Which is solveable by some fairly simple integration :), don't forget to sub back into y.

Explicit just means you write it in the form $y(x) = blah blah$

This works as a general rule btw. If there is no "y" term in your 2nd order ODE, then you can transform it into a first order ODE using substitution as shown above.

Hey, Mush.

Apparently I'm supposed to find the general equation first. How would I go about doing this?
• December 25th 2008, 08:07 PM
Jester
Quote:

Originally Posted by tsal15
Hey all :)

How do I find an 'explicit formula' for a solution y(x), which also satisfies initial conditions y'(0) = 1 and y(0) = 0? - where the non-linear 2nd O.D.E is $\frac{d^2y}{dx^2} + 2x(\frac{dy}{dx})^2 = 0$

*_*_*_*_*_* MERRY CHRISTMAS*_*_*_*_*_*

If you let $y' = u$, the ODE separates giving

$\frac{-u'}{u^2} = x$.

Integrating, applying the IC and integrating again with the second IC gives the solution

$y = tan^{-1} x$.
• December 25th 2008, 08:31 PM
tsal15
Quote:

Originally Posted by danny arrigo
If you let $y' = u$, the ODE separates giving

$\frac{-u'}{u^2} = x$.

Integrating, applying the IC and integrating again with the second IC gives the solution

$y = tan^{-1} x$.

I presume that IC = Initial Condition ?

Also whats the general solution? - is it \frac{u'}{u^2} = x , if not, how do find the general solution ? :)

Thanks Danny,

tsal15
• December 25th 2008, 09:08 PM
Jester
Quote:

Originally Posted by tsal15
I presume that IC = Initial Condition ?

Also whats the general solution? - is it \frac{u'}{u^2} = x , if not, how do find the general solution ? :)

Thanks Danny,

tsal15

Yes, IC is the initial condition. Let me provide some more details

$-\frac{u'}{u^2} = 2x \;\;\; \Rightarrow\;\;\;-\int \frac{u'}{u^2} = \int 2x +c_1$

so

$\frac{1}{u} = x^2+c_1 \;\;\; \Rightarrow\;\;(with \;y'(0)\;=\;u(0)=1)\;\;\frac{1}{u} = x^2+1$

so that

$u = y' = \frac{1}{x^2+1}$

Integrating gives

$y = tan^{-1} x + c_2$

and with the IC $y(0) = 0$ gives our result.
• December 25th 2008, 10:08 PM
mr fantastic
Quote:

Originally Posted by tsal15
Hey, Mush.

Apparently I'm supposed to find the general equation first. How would I go about doing this?

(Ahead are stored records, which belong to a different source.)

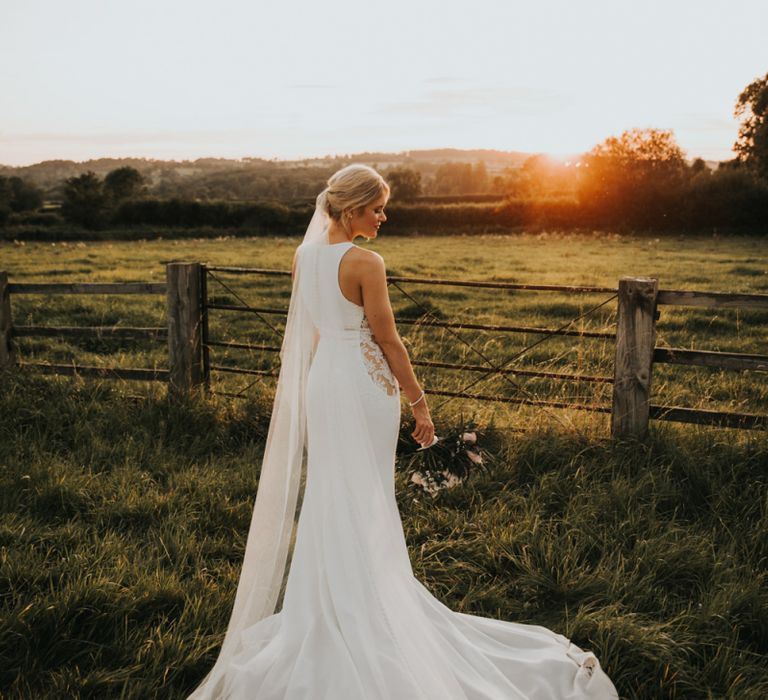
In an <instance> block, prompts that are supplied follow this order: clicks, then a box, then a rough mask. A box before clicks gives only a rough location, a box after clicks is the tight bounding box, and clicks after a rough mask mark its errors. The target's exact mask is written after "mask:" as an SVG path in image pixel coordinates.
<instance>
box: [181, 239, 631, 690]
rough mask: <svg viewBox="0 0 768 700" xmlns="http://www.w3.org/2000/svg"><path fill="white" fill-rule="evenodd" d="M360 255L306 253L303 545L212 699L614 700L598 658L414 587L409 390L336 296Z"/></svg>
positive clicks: (550, 633)
mask: <svg viewBox="0 0 768 700" xmlns="http://www.w3.org/2000/svg"><path fill="white" fill-rule="evenodd" d="M351 246H352V244H351V243H339V244H331V245H327V244H325V245H318V244H313V245H310V244H305V245H302V246H301V247H300V248H299V251H300V253H299V256H298V258H297V265H298V266H300V269H301V276H300V277H299V285H298V289H299V291H300V293H301V295H302V300H303V302H304V304H305V305H306V308H307V310H308V312H309V316H310V317H311V319H312V325H313V326H314V328H315V329H316V332H317V338H318V339H317V345H316V347H315V351H314V355H313V357H312V364H311V368H310V370H309V375H308V378H307V385H306V387H305V390H306V421H307V422H306V427H307V471H306V474H307V476H306V486H305V490H304V496H303V501H302V506H301V513H300V517H299V521H298V526H297V530H296V542H295V548H294V552H293V556H292V559H291V564H290V570H289V574H288V578H287V582H286V587H285V595H284V599H283V604H282V608H281V609H280V610H279V611H278V612H276V613H274V614H272V615H269V616H267V617H264V618H263V619H261V620H259V621H258V622H257V623H256V624H253V625H251V626H249V627H247V628H246V629H244V630H243V631H242V632H241V634H240V643H241V646H240V647H239V651H238V653H237V654H235V655H234V656H233V658H231V659H230V661H229V663H228V665H227V667H226V669H225V671H224V673H223V677H222V680H221V682H220V683H219V684H218V685H217V690H216V694H215V695H210V696H208V695H206V696H204V697H215V698H219V699H224V698H226V699H227V700H246V698H247V699H249V700H506V699H509V698H526V699H534V700H538V699H544V698H547V699H552V700H556V699H566V698H569V699H570V698H572V699H574V700H575V699H576V698H592V699H595V698H599V699H602V698H616V697H618V696H617V694H616V691H615V689H614V686H613V684H612V683H611V681H610V679H609V678H608V676H607V675H606V674H605V673H604V672H603V670H602V669H601V667H600V664H599V662H598V660H597V659H596V658H595V656H594V655H593V654H591V653H589V652H585V651H582V650H581V649H579V648H578V647H576V646H575V645H573V644H571V643H570V642H569V641H568V640H567V639H566V638H565V637H563V636H562V635H559V634H556V633H554V632H552V631H550V630H548V629H546V628H544V627H539V626H534V625H524V624H519V623H514V622H505V621H501V620H494V619H491V618H483V617H478V616H474V615H469V614H465V613H459V612H455V611H453V610H451V609H449V608H448V607H446V606H445V605H443V604H442V603H441V602H440V601H438V600H437V599H436V598H435V597H434V596H433V595H432V594H431V593H430V592H429V591H428V590H427V589H426V588H425V587H424V586H423V585H422V584H421V583H420V582H419V581H418V580H417V579H416V578H415V577H414V575H413V571H412V568H411V565H410V560H409V558H408V550H407V546H406V542H405V538H404V534H403V528H402V522H401V519H400V515H399V512H398V509H397V503H396V500H395V489H394V456H395V446H396V444H397V437H398V429H399V422H400V398H399V387H398V385H397V380H396V379H395V377H394V376H393V375H392V373H391V371H390V369H389V366H388V365H387V362H386V359H385V358H384V356H383V354H382V352H381V350H380V348H379V347H378V345H377V344H376V343H375V341H374V340H373V338H372V337H371V333H370V329H369V328H368V325H367V322H366V320H365V316H364V312H363V308H362V307H360V306H358V305H356V304H353V303H352V302H351V301H349V300H348V299H346V298H345V297H344V296H343V295H342V293H341V290H340V289H339V285H338V268H339V263H340V261H341V258H342V257H343V256H344V254H345V253H346V252H347V251H348V250H349V249H350V248H351ZM192 697H194V698H195V700H197V698H198V697H203V696H198V695H193V696H192Z"/></svg>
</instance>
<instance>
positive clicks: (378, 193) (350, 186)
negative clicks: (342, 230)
mask: <svg viewBox="0 0 768 700" xmlns="http://www.w3.org/2000/svg"><path fill="white" fill-rule="evenodd" d="M324 194H325V210H326V212H327V214H328V216H330V217H331V218H332V219H334V220H335V221H341V215H342V213H343V212H344V211H345V210H347V209H359V208H360V207H364V206H366V205H367V204H370V203H371V202H373V201H375V200H376V199H378V198H379V197H380V196H381V195H382V194H386V196H387V197H389V185H388V184H387V183H386V181H385V180H384V178H383V177H382V176H381V175H379V173H377V172H376V171H375V170H374V169H373V168H371V167H369V166H367V165H362V164H360V163H352V164H351V165H348V166H346V167H345V168H342V169H341V170H339V171H337V172H335V173H334V174H333V175H331V177H330V178H328V187H326V189H325V190H324ZM342 223H344V224H345V227H346V223H345V222H342Z"/></svg>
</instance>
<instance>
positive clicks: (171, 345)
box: [165, 262, 203, 397]
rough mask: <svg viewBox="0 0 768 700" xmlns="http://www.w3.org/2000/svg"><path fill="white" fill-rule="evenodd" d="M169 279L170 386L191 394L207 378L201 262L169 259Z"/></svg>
mask: <svg viewBox="0 0 768 700" xmlns="http://www.w3.org/2000/svg"><path fill="white" fill-rule="evenodd" d="M165 280H166V301H167V308H168V369H169V377H168V382H169V390H170V391H171V393H172V394H173V395H175V396H177V397H181V396H189V395H190V394H191V393H193V392H194V391H196V390H197V389H198V388H199V386H200V384H201V382H202V379H203V367H202V343H201V337H200V330H201V325H200V324H201V320H202V304H201V298H200V263H183V262H172V263H168V264H167V265H166V267H165Z"/></svg>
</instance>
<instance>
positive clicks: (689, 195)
mask: <svg viewBox="0 0 768 700" xmlns="http://www.w3.org/2000/svg"><path fill="white" fill-rule="evenodd" d="M734 112H735V115H736V116H737V117H739V118H740V120H741V127H740V130H739V135H738V140H737V142H736V144H735V145H734V151H735V152H736V154H737V155H736V157H735V158H734V159H733V160H731V161H727V162H723V163H720V164H719V165H718V167H717V168H716V169H712V168H711V167H709V165H708V164H707V163H706V162H704V161H703V160H701V159H696V160H695V161H693V162H692V163H688V162H687V161H686V159H685V157H684V153H683V152H682V150H681V148H680V147H679V145H678V144H677V142H676V140H675V136H674V133H673V132H672V131H671V130H663V129H630V130H627V131H625V132H623V133H622V134H620V135H619V136H611V137H609V138H607V139H605V141H603V142H602V143H600V144H598V145H596V146H595V147H594V148H593V149H592V150H590V151H589V152H588V153H585V154H582V155H581V156H580V157H578V158H577V159H576V158H575V159H573V161H571V162H566V163H563V162H559V161H556V160H553V159H551V158H548V157H547V156H544V155H534V156H531V157H528V158H527V160H525V162H523V163H522V166H521V167H510V166H507V167H505V168H503V169H502V170H497V171H496V172H494V173H489V170H488V168H487V167H486V164H485V162H484V161H483V160H479V161H477V162H475V163H467V162H458V161H450V160H449V161H443V162H439V163H431V164H427V165H425V164H424V163H421V165H420V167H416V166H413V165H403V164H402V163H388V164H385V166H384V167H381V166H379V165H378V164H377V163H372V164H373V165H374V166H377V167H379V169H380V170H381V171H382V172H383V174H384V176H385V178H386V179H387V180H388V182H389V183H390V186H391V188H392V197H391V199H390V204H389V207H388V208H389V210H390V212H391V213H392V214H393V216H392V217H390V223H389V224H388V228H389V229H390V230H400V231H403V232H410V231H446V232H449V231H451V230H468V229H471V228H477V227H481V228H483V229H488V228H517V227H526V226H554V227H558V228H564V229H568V228H579V227H601V228H612V229H620V230H621V229H626V230H651V231H664V230H673V229H674V230H682V231H697V230H711V229H715V228H716V229H720V230H729V229H730V230H741V231H757V232H760V233H764V232H765V231H766V227H767V226H768V74H766V75H765V76H764V77H763V78H759V79H756V80H754V81H753V82H752V83H750V84H749V85H748V86H747V87H746V88H745V89H744V90H743V91H742V93H741V94H740V95H739V97H738V100H737V102H736V107H735V110H734ZM380 155H381V154H379V156H380ZM355 159H359V155H358V157H357V158H347V159H344V158H336V159H332V160H327V161H325V162H324V164H323V165H322V166H318V165H312V164H304V165H299V166H294V167H291V168H290V169H288V168H275V167H273V168H272V169H271V170H270V168H269V167H268V166H269V165H270V164H269V163H268V162H267V161H258V162H256V163H255V165H254V167H256V168H257V170H249V171H248V172H249V173H251V175H253V173H255V172H258V173H259V175H258V176H254V177H255V180H254V177H251V178H250V180H249V179H248V178H245V177H244V176H243V173H242V172H238V171H216V170H215V168H214V169H211V170H210V171H206V174H205V182H206V183H207V184H206V189H205V192H204V193H203V194H204V195H205V196H202V197H201V196H196V197H191V196H179V195H178V194H175V195H173V194H172V195H171V196H168V194H169V193H171V192H173V191H174V190H173V188H170V189H169V187H168V179H167V178H166V179H164V180H162V181H160V182H159V183H158V182H155V183H151V182H149V181H148V179H147V177H145V176H144V175H142V173H141V172H139V170H137V169H136V168H134V167H131V166H123V167H119V168H116V169H114V170H111V171H109V172H108V173H106V175H105V176H104V177H103V178H102V177H99V176H98V175H96V173H94V172H92V171H89V172H85V173H82V174H80V175H77V176H72V177H68V178H66V179H65V181H64V182H63V183H61V188H60V190H59V193H60V197H61V207H60V209H58V210H55V211H50V210H49V211H46V210H45V209H43V210H41V205H42V203H43V191H42V190H41V189H40V188H39V187H37V186H35V185H34V184H32V183H30V182H27V181H25V180H24V179H22V178H20V177H16V176H14V177H5V176H0V224H6V225H13V224H17V225H19V224H28V225H38V226H44V225H46V224H47V225H51V226H54V225H57V224H61V223H69V224H71V225H73V226H76V227H83V228H86V229H91V230H99V229H102V230H103V229H109V228H110V227H128V228H130V227H138V228H142V227H162V228H193V227H211V228H227V229H236V230H241V229H242V230H244V232H245V233H261V232H269V233H275V232H286V233H299V232H301V231H302V230H303V227H304V226H305V225H306V218H307V214H308V213H309V212H311V207H312V206H313V203H314V196H315V194H316V193H317V192H318V191H319V190H320V189H322V187H323V186H324V183H325V180H326V179H327V178H328V176H329V175H330V174H331V173H332V172H333V171H334V170H336V169H337V168H338V167H341V166H343V165H344V164H346V162H351V160H355ZM272 165H273V166H274V164H272ZM270 173H271V175H270ZM244 182H245V183H246V184H243V183H244ZM247 182H250V185H248V184H247ZM254 182H255V183H256V184H254ZM238 183H239V184H238ZM177 185H178V188H177V189H178V191H183V188H182V187H181V185H180V184H179V183H177ZM254 188H255V190H254ZM253 191H258V192H261V193H262V195H261V196H259V197H249V196H248V194H249V192H253ZM220 192H228V193H229V195H230V198H229V201H227V200H226V199H224V198H220V197H217V196H215V194H216V193H220ZM233 194H235V195H241V196H242V199H240V200H239V201H237V200H235V201H233V200H232V195H233Z"/></svg>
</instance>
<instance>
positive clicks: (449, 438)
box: [398, 420, 492, 498]
mask: <svg viewBox="0 0 768 700" xmlns="http://www.w3.org/2000/svg"><path fill="white" fill-rule="evenodd" d="M410 430H411V429H410V427H407V426H405V425H403V426H402V428H401V431H400V440H399V445H398V457H399V458H398V465H399V468H400V469H403V470H405V471H406V472H409V473H410V483H411V485H412V486H414V487H415V488H417V489H420V490H423V491H424V492H426V493H428V494H429V495H430V496H432V497H433V498H434V497H435V496H437V494H438V493H439V492H440V491H442V490H443V489H447V488H452V487H454V486H457V485H458V484H461V483H463V482H464V481H466V480H467V479H468V478H469V476H470V475H471V474H472V472H473V471H475V470H478V469H481V470H483V471H487V470H488V466H489V464H490V463H491V462H492V457H491V454H490V453H489V452H488V450H486V449H484V448H483V447H481V446H480V444H479V440H478V430H477V426H476V425H475V423H474V421H467V422H464V421H463V420H462V421H460V422H459V424H458V425H456V426H454V427H453V428H451V429H450V430H448V431H443V434H442V435H441V436H439V439H438V440H437V442H436V443H435V444H434V445H432V446H431V447H426V448H422V447H420V446H419V445H418V444H416V443H415V442H414V441H413V438H412V437H411V436H410Z"/></svg>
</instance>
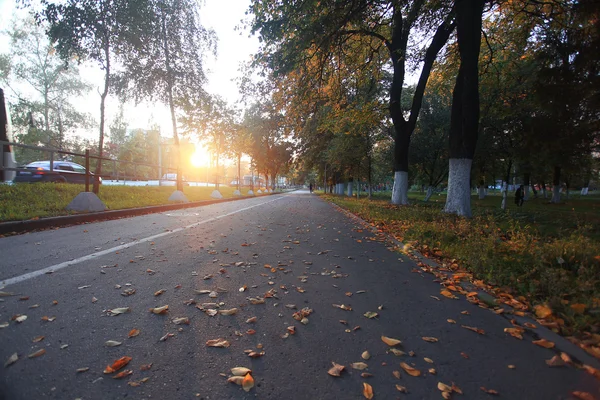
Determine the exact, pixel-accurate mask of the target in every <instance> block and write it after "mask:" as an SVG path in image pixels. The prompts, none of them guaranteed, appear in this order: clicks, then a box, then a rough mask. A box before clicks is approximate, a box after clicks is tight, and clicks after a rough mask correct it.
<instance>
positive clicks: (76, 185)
mask: <svg viewBox="0 0 600 400" xmlns="http://www.w3.org/2000/svg"><path fill="white" fill-rule="evenodd" d="M83 190H84V187H83V185H71V184H54V183H36V184H16V185H0V221H20V220H27V219H32V218H44V217H54V216H59V215H69V214H70V213H69V212H68V211H66V210H65V207H66V206H67V205H68V204H69V203H70V202H71V200H73V199H74V198H75V196H77V194H79V193H80V192H82V191H83ZM174 190H175V188H174V187H173V186H112V185H111V186H109V185H106V186H101V187H100V193H99V196H98V197H100V199H101V200H102V201H103V202H104V204H105V205H106V206H107V207H108V208H109V209H110V210H122V209H126V208H136V207H146V206H156V205H162V204H169V201H168V199H169V196H170V195H171V194H172V193H173V191H174ZM213 190H214V187H212V186H209V187H197V186H184V188H183V193H184V194H185V195H186V196H187V198H188V200H189V201H201V200H210V199H211V197H210V194H211V193H212V191H213ZM234 190H235V188H234V187H228V186H225V185H221V186H220V188H219V191H220V192H221V194H222V195H223V197H225V198H231V197H233V191H234ZM246 192H247V189H243V190H242V193H243V194H245V193H246Z"/></svg>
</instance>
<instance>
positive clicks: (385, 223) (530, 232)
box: [325, 193, 600, 335]
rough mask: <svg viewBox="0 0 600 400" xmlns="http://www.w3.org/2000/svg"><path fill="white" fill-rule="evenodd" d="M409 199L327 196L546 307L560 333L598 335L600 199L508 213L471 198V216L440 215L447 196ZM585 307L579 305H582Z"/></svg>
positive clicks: (364, 216)
mask: <svg viewBox="0 0 600 400" xmlns="http://www.w3.org/2000/svg"><path fill="white" fill-rule="evenodd" d="M423 197H424V196H423V195H421V194H417V193H413V194H411V195H409V199H410V201H411V205H409V206H400V207H398V206H394V205H391V204H390V202H389V201H390V195H389V193H382V194H377V195H376V196H374V199H373V200H370V201H369V200H367V199H362V198H361V199H360V200H357V199H356V198H348V197H338V196H332V195H326V196H325V198H326V199H327V200H330V201H332V202H334V203H336V204H338V205H339V206H341V207H343V208H345V209H348V210H349V211H351V212H352V213H355V214H357V215H358V216H360V217H361V218H363V219H365V220H367V221H368V222H371V223H372V224H374V225H375V226H376V227H378V228H379V229H382V230H383V231H384V232H387V233H390V234H392V235H393V236H395V237H396V238H397V239H398V240H400V241H402V242H404V243H410V244H411V245H413V246H414V247H415V248H417V249H420V250H424V249H425V250H426V252H427V253H429V254H431V253H437V254H438V255H440V256H441V260H442V261H443V262H445V263H447V264H451V262H452V261H453V260H456V261H455V262H456V263H457V264H458V265H459V266H460V267H462V268H464V269H467V270H469V271H471V272H473V273H474V275H475V277H476V278H478V279H483V280H485V281H486V283H488V284H492V285H495V286H498V287H500V288H503V289H504V288H505V289H506V291H507V292H509V293H512V294H513V295H523V296H525V297H526V298H527V299H529V301H530V302H531V303H532V304H547V305H548V306H550V307H551V309H552V310H553V313H554V315H555V316H556V317H557V318H558V319H559V320H564V325H563V326H562V328H561V329H562V333H563V334H566V335H571V334H574V333H578V332H579V333H580V332H584V331H588V332H589V331H591V332H594V333H599V332H600V240H599V239H600V196H598V195H589V196H578V195H577V196H570V198H569V199H565V198H563V203H561V204H549V203H548V199H544V198H537V199H531V200H530V201H527V202H525V204H524V206H523V207H517V206H516V205H515V204H514V202H513V198H512V196H511V197H509V199H508V201H509V204H508V209H507V210H506V211H502V210H501V209H500V203H501V197H500V196H499V195H492V196H488V197H486V198H485V199H484V200H479V199H478V198H477V196H473V198H472V203H471V204H472V208H473V218H472V219H465V218H460V217H457V216H454V215H448V214H445V213H443V212H442V209H443V207H444V204H445V201H446V198H445V196H444V195H434V196H433V197H432V198H431V200H430V201H429V202H428V203H424V202H423V201H422V199H423ZM582 305H584V306H582Z"/></svg>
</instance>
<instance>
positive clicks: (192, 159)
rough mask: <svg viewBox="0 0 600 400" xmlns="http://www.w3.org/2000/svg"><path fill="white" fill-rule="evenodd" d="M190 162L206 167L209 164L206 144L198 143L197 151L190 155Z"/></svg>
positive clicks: (208, 157)
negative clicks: (205, 144)
mask: <svg viewBox="0 0 600 400" xmlns="http://www.w3.org/2000/svg"><path fill="white" fill-rule="evenodd" d="M190 162H191V163H192V165H193V166H194V167H204V166H206V165H208V162H209V156H208V152H207V151H206V149H205V148H204V146H202V145H199V144H197V145H196V152H195V153H194V154H192V156H191V157H190Z"/></svg>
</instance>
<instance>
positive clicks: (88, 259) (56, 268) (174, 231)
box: [2, 196, 285, 286]
mask: <svg viewBox="0 0 600 400" xmlns="http://www.w3.org/2000/svg"><path fill="white" fill-rule="evenodd" d="M284 197H285V196H281V197H277V198H276V199H273V200H269V201H265V202H264V203H260V204H255V205H253V206H249V207H245V208H241V209H239V210H236V211H232V212H230V213H227V214H223V215H218V216H216V217H212V218H209V219H206V220H204V221H200V222H195V223H193V224H191V225H187V226H184V227H181V228H176V229H173V230H170V231H168V232H163V233H158V234H156V235H152V236H148V237H146V238H143V239H139V240H136V241H134V242H131V243H126V244H122V245H120V246H116V247H112V248H110V249H106V250H102V251H98V252H96V253H92V254H89V255H87V256H83V257H79V258H76V259H74V260H70V261H65V262H62V263H60V264H56V265H52V266H50V267H46V268H43V269H40V270H38V271H33V272H29V273H27V274H24V275H20V276H15V277H14V278H9V279H6V280H3V281H2V286H9V285H14V284H15V283H19V282H23V281H26V280H28V279H32V278H36V277H38V276H40V275H44V274H47V273H49V272H55V271H58V270H59V269H63V268H66V267H69V266H71V265H75V264H79V263H82V262H84V261H89V260H93V259H94V258H96V257H100V256H103V255H105V254H109V253H113V252H116V251H120V250H123V249H127V248H129V247H132V246H136V245H138V244H142V243H146V242H151V241H153V240H156V239H158V238H161V237H164V236H168V235H172V234H174V233H177V232H181V231H183V230H186V229H190V228H194V227H196V226H199V225H203V224H206V223H208V222H212V221H216V220H219V219H221V218H225V217H229V216H230V215H234V214H237V213H240V212H243V211H246V210H250V209H252V208H254V207H259V206H263V205H265V204H269V203H272V202H274V201H277V200H281V199H283V198H284Z"/></svg>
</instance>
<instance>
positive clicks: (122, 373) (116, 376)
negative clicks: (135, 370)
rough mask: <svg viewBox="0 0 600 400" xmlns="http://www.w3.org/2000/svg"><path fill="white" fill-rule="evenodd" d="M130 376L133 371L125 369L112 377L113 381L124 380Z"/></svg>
mask: <svg viewBox="0 0 600 400" xmlns="http://www.w3.org/2000/svg"><path fill="white" fill-rule="evenodd" d="M131 374H133V371H132V370H130V369H126V370H124V371H121V372H119V373H118V374H117V375H115V376H113V379H121V378H125V377H126V376H129V375H131Z"/></svg>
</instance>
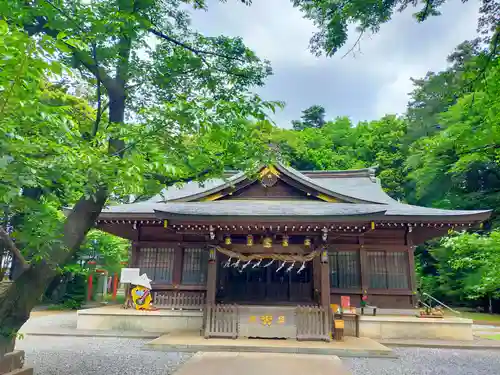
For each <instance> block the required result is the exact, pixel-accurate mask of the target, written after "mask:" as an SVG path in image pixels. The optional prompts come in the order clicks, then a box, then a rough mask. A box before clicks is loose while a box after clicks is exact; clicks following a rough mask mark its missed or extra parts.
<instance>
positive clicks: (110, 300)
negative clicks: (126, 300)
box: [106, 294, 125, 305]
mask: <svg viewBox="0 0 500 375" xmlns="http://www.w3.org/2000/svg"><path fill="white" fill-rule="evenodd" d="M106 302H109V303H116V304H119V305H123V304H124V303H125V296H124V295H123V294H117V295H116V301H113V295H112V294H108V295H106Z"/></svg>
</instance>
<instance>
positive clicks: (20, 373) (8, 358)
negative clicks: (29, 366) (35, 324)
mask: <svg viewBox="0 0 500 375" xmlns="http://www.w3.org/2000/svg"><path fill="white" fill-rule="evenodd" d="M0 375H33V367H24V351H23V350H15V351H13V352H10V353H7V354H4V355H3V356H2V357H0Z"/></svg>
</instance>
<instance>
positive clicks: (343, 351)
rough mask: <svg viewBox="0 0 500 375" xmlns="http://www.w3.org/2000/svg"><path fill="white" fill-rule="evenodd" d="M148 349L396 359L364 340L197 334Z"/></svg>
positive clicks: (389, 349)
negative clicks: (282, 338)
mask: <svg viewBox="0 0 500 375" xmlns="http://www.w3.org/2000/svg"><path fill="white" fill-rule="evenodd" d="M146 347H147V349H148V350H160V351H180V352H240V353H243V352H244V353H249V352H255V353H281V354H314V355H336V356H340V357H367V358H370V357H383V358H396V356H395V354H394V353H393V352H392V350H391V349H389V348H387V347H386V346H384V345H381V344H379V343H378V342H376V341H375V340H372V339H369V338H366V337H361V338H357V337H345V338H344V341H331V342H323V341H297V340H292V339H288V340H272V339H245V338H239V339H234V340H233V339H222V338H220V339H219V338H211V339H205V338H203V337H202V336H200V334H199V332H197V331H182V332H173V333H171V334H166V335H163V336H161V337H158V338H157V339H155V340H153V341H150V342H148V343H147V344H146Z"/></svg>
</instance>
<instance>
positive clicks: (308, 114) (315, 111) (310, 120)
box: [292, 105, 326, 130]
mask: <svg viewBox="0 0 500 375" xmlns="http://www.w3.org/2000/svg"><path fill="white" fill-rule="evenodd" d="M300 118H301V120H293V121H292V126H293V128H294V129H295V130H304V129H307V128H315V129H319V128H322V127H323V126H324V125H325V123H326V121H325V108H324V107H322V106H320V105H313V106H311V107H309V108H307V109H305V110H303V111H302V116H301V117H300Z"/></svg>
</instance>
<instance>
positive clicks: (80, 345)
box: [17, 336, 192, 375]
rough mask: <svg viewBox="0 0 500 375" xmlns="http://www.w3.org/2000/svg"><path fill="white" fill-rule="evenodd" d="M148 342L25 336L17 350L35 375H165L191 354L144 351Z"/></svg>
mask: <svg viewBox="0 0 500 375" xmlns="http://www.w3.org/2000/svg"><path fill="white" fill-rule="evenodd" d="M147 341H148V340H138V339H122V338H94V337H49V336H45V337H43V336H26V337H25V338H24V339H23V340H20V341H18V343H17V349H22V350H24V351H25V353H26V363H27V365H29V366H33V367H34V368H35V374H36V375H70V374H71V375H92V374H99V375H102V374H106V375H137V374H148V375H157V374H158V375H160V374H161V375H167V374H172V373H173V372H174V371H175V370H176V369H177V368H178V367H179V366H180V365H181V364H182V363H183V362H185V361H186V360H188V359H189V358H190V357H191V355H192V354H189V353H165V352H156V351H148V350H143V349H142V347H143V345H144V344H145V343H146V342H147Z"/></svg>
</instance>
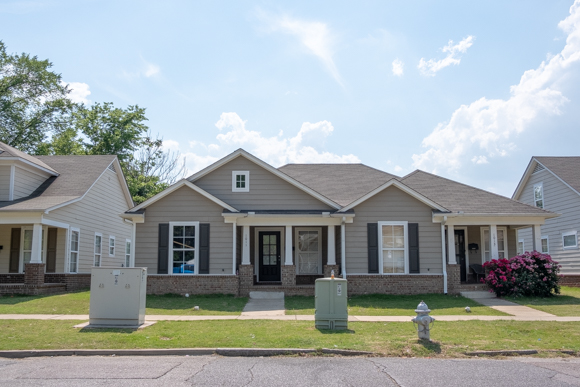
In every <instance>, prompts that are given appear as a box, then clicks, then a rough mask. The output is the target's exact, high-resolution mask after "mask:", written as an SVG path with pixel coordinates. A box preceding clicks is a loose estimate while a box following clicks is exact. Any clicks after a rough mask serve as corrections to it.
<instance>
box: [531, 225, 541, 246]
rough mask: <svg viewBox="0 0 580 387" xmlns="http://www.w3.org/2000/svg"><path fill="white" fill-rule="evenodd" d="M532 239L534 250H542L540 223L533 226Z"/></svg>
mask: <svg viewBox="0 0 580 387" xmlns="http://www.w3.org/2000/svg"><path fill="white" fill-rule="evenodd" d="M532 240H533V242H532V243H533V247H534V250H536V251H539V252H540V253H541V252H542V229H541V226H540V225H539V224H534V225H533V226H532Z"/></svg>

You would surely use the given boundary conditions as you go along.

It's ridiculous to carry an arbitrary constant into the second integration when it's possible to get its value. Not the least reason being that the technique required for doing the second integration will depend on what the value of that first arbitrary constant is ....
• January 12th 2009, 07:04 PM
tsal15
Finding the general solution of the 2ODE, was the process we have been discussing so far?